The most important thing to know about this new reform package is that it’s the third such effort in as many years. The last two UAW presidents touted reforms … and they’re now known as “UAW Official A” and “UAW Official B” in federal court papers.
It’s all just absurd. These leaders implicated in embezzlement and various schemes involving member dues are the same ones who attributed the widening union scandal to “a few bad apples” … and touted the ridiculously named “Clean Slate Agenda.”
Right. The staggering hypocrisy of the sidelined president, Gary Jones, and his predecessor, Dennis Williams, is exceeded only by the institutional denial targeted by the acting president’s new try at reform. This latest reckoning could come too late to avert a federal takeover of the 84-year-old union.

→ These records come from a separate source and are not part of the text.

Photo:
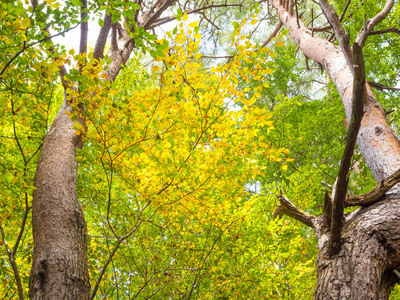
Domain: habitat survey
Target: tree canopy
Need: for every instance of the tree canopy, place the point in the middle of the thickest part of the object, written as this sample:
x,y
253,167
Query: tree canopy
x,y
158,162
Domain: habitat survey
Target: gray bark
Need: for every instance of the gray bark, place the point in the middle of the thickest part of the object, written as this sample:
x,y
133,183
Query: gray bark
x,y
370,251
59,268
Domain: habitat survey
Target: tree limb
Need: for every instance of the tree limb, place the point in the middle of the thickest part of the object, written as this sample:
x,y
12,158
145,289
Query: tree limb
x,y
383,31
272,35
327,212
162,21
369,26
376,194
341,35
98,51
285,207
351,136
84,28
381,87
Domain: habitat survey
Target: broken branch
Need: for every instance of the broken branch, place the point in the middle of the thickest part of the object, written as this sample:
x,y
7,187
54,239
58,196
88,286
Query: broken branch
x,y
285,207
351,136
376,194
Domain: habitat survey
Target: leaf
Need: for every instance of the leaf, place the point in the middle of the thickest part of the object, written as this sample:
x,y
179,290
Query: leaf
x,y
194,24
76,2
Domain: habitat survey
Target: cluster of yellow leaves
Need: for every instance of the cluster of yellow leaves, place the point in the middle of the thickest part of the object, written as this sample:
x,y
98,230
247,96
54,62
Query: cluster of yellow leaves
x,y
191,137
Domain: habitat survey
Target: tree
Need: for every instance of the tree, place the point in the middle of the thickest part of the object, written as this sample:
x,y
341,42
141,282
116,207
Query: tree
x,y
177,129
357,252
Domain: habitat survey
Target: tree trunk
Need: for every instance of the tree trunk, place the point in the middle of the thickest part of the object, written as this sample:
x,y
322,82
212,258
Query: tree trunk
x,y
59,268
363,268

This is no longer the union built by the legendary Walter Reuther … a union whose leadership worked for the members … not for themselves. It’s a union whose leaders have lost their way. They’ve been corrupted by easy access to other peoples’ money.
Acting President Rory Gamble says he will sell “Cabin Four.” A cabin in name only, it’s a posh lakehouse built with non-union labor at the UAW’s compound in northern Michigan. Gamble says he will strengthen financial controls, hire an ethics officer and stiffen enforcement of those found to have misused union funds.
It’s all necessary, but hardly sufficient. The culture is broken, and the people who’ve presided over the mess are hardly the ones to fix it. Culture is a product of history … which can’t be changed … and leadership and people … which can.
A lack of union board turnover tells members and the feds that protecting its own remains Job One inside the UAW boardroom. Purging leadership would send a powerful signal that current leadership will succeed where its predecessors failed.
But there’s more the union can do:
First, the UAW should hire – and publicly identify – an independent outside investigator to assess the union’s governance, financial controls and corrupt practices. That’s what General Motors did five years ago in the face of its ignition-switch crisis – and it made the tough report public.
Second, the union should push to develop a system for what the business world calls “progression and succession.” That would establish a framework to identify, train and evaluate would-be leaders who understand they work for union members.
Third, a union that prides itself on being “democratic” with a small “D” should move to direct election of officers from the powerful caucus that chooses who can vie for the top leadership spots – and who can’t.
The Teamsters did that 30 years ago … one piece of its oversight agreement with the feds. Whether the UAW gets there remains to be seen, but real change is necessary for this cornerstone of the American auto industry.
Evidence of systemic reform rests in what people do, not what they say. How leaders deliver change will signal members and the feds just how serious they really are.